SPOX: Wie intensiv haben Sie sich mit der politischen Lage befasst?

Doll: Mein Vater hat in der Politik zwar eine hohe Position bekleidet, zuhause aber selten über Politik geredet. Ich kannte natürlich nur die eine Seite, also konnte ich mir keine Meinung bilden. Wir sind groß geworden mit dem Bild, dass im Ausland alles schlechter ist.

SPOX: Bei Ihrem Wechsel zum Hamburger SV durften Sie gemerkt haben, dass das nicht der Realität entspricht.

Doll: Das war schon eine wahnsinnige Umstellung. Auf einmal wurden mir die Schuhe geputzt und meine Kleidung gewaschen, was ich eigentlich gar nicht wollte. Beim Training waren Fans und die Zeitungen haben ausführlich darüber berichtet. Und der Fuhrpark der Spieler war natürlich nicht mit dem vergleichbar, was ich kannte. Fußballerisch habe ich aber gar keinen Unterschied gemerkt, das war hinsichtlich des Niveaus das Gleiche.

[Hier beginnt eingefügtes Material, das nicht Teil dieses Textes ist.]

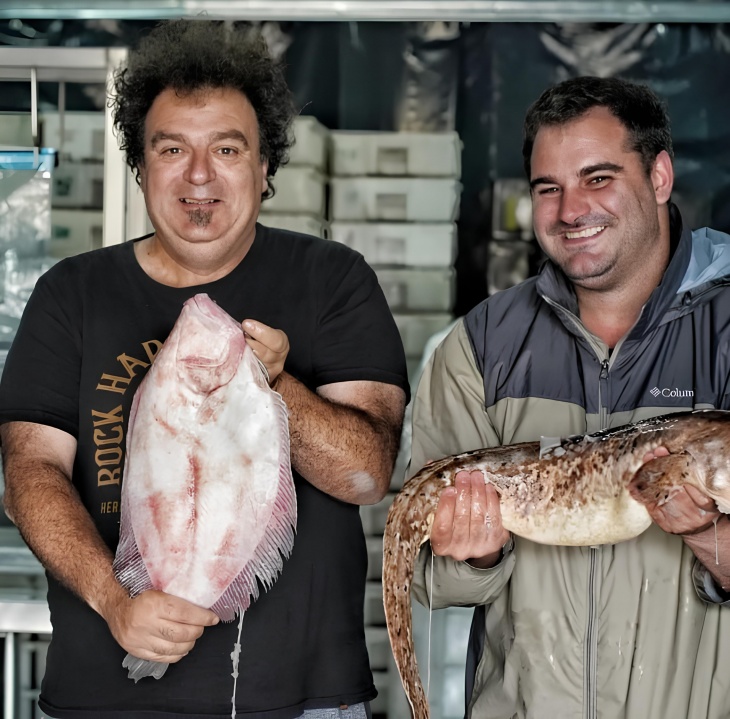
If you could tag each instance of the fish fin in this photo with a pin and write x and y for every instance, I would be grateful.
(141, 668)
(277, 542)
(129, 567)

SPOX: Später hat Ihnen der HSV den Einstieg in den Trainerberuf ermöglicht. Wie sind Sie diese neue Tätigkeit angegangen?

Doll: Ich habe mir dutzende Videos aus allen möglichen Ländern bestellt und mir daheim am Fernseher Trainingsformen und Systeme angeschaut, während andere Ex-Profis Golfen waren. Ich habe Trainer, die unvorbereitet auf den Trainingsplatz kommen, immer gehasst. Deshalb habe ich alles penibel geplant. Die Spieler finden das toll, weil sie sehen, dass ich mir Mühe gebe.

SPOX: Was sind Ihre Stärken als Trainer?

Doll: Darüber möchte ich nicht reden, ich lasse Erfolge sprechen.

SPOX: Haben Sie sich seit dem Wechsel ins Ausland verändert?

Doll: Ich hoffe nicht und ich glaube, dass ich genauso kommunikativ und offen bin wie damals. Ich kann jetzt aber bestimmte Situationen besser einschätzen als früher. So etwas wie meine legendäre Rede in Dortmund würde mir heute nicht mehr passieren. Da würde ich souveräner, gelassener reagieren. Außerdem habe ich gelernt, dass Deutschland nicht das Zentrum der Welt ist und auch woanders Menschen arbeiten, die es ernst meinen.

SPOX: Derzeit stellen viele Vereine Trainer ein, die auf keine Profi-Vergangenheit zurückblicken können. Was halten Sie von diesem Trend?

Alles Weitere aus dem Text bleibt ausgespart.